En un concert d'étoiles fauves, la
défenestration
de mes rêves, une constellation d'hirondelles à la
bouche
et la vive turbulence de mes hauts cris d'alarme.
Lorsqu'il sortit du mal phobidineux, ce fut pour replonger
dans
l'athanurielle vertigineuse de l'immortalité. Tout avait
profondément changé. Le temps. Et les
êtres. Il
sentit qu'il lui fallait déboulevarder son champ visuel et
sa
vie en chavirant d'amour en brindezingue dans le fleuve des nouvelles
dissidences. Bref, provoquer l'aventure. Celle de la liberté
absolue. Aussi, il transfugua la somathyne, la psychomorphose et la
spiriphonale à travers l'unité fabuleuse de la
spirale,
sans craindre les risques éventuels
d'anéantissement et
de rejet.
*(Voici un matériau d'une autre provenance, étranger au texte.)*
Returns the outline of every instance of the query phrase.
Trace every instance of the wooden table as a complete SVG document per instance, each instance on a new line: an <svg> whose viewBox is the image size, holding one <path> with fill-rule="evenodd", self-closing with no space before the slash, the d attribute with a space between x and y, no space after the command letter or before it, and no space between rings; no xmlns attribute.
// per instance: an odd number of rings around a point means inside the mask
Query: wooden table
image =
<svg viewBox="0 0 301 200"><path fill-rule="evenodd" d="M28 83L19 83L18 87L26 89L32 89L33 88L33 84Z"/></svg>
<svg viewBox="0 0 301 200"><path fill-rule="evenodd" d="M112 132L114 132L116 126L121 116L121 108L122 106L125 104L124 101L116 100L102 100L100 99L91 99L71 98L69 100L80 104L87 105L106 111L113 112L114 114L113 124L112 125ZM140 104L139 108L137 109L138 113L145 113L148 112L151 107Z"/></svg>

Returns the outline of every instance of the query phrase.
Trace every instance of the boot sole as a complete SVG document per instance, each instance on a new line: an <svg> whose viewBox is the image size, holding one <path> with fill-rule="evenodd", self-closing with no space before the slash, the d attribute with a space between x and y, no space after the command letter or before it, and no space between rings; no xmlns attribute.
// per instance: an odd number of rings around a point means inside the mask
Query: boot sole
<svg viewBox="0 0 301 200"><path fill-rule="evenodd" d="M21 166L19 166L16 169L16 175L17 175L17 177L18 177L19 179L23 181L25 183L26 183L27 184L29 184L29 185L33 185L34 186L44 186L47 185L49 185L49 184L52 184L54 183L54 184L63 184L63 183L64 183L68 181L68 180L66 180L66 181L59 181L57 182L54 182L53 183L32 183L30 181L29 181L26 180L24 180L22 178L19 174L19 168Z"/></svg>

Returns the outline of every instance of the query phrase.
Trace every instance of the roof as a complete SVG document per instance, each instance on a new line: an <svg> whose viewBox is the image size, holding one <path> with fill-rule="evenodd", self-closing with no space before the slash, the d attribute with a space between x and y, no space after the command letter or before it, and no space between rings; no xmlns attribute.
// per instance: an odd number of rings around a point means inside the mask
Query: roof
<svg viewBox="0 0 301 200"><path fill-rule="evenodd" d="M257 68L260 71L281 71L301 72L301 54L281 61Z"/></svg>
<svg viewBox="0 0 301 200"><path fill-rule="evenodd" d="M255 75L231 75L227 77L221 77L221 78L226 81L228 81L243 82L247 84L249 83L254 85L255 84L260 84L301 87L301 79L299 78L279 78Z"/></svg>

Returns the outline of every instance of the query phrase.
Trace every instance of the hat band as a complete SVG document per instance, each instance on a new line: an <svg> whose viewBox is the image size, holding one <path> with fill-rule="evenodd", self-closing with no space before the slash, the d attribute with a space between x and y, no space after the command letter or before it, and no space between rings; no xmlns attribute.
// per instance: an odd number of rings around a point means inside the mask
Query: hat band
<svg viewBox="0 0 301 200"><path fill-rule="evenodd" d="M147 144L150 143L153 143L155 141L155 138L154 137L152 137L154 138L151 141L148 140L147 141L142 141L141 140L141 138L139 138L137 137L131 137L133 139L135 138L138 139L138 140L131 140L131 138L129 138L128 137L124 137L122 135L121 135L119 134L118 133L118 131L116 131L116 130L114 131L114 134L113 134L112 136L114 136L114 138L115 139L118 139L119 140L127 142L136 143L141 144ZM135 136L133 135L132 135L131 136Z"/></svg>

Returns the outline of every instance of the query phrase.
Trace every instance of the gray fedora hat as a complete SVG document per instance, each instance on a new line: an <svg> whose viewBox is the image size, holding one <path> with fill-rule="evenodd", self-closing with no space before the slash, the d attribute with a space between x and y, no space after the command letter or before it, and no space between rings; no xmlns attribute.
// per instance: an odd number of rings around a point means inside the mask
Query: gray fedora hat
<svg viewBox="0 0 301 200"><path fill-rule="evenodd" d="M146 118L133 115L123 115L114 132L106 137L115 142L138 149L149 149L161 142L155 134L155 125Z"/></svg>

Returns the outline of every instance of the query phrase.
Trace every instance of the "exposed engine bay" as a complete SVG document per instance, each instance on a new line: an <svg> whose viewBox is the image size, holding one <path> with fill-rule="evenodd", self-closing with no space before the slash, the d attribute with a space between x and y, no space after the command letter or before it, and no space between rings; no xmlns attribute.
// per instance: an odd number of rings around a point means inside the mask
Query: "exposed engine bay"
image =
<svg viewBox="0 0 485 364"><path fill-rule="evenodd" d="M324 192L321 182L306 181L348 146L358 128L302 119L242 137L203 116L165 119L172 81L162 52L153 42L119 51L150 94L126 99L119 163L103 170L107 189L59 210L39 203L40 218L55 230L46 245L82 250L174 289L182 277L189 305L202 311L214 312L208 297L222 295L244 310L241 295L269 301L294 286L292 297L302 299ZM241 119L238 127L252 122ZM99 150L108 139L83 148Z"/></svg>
Ni le suicide. Ni la folie sur le tranchant de
l'âme.
Il diffusa tous les secrets accumulés tout au
cours de sa
longue expérience et dispersa
généreusement les
vertes semences de l'immortalité.
Il pénétrait ainsi dans la mouvance
infinie de
l'univers, la conscience inondée de lumière
éonique. Démarche transcendantale. La sublime
solitude
jusqu'au bout de la quête. Désert
exorcisé à
la clarté du sable. Aux éclairs des paroles la
fulgurance
des lèvres aux noces des ouragans et des cyclones aveugles.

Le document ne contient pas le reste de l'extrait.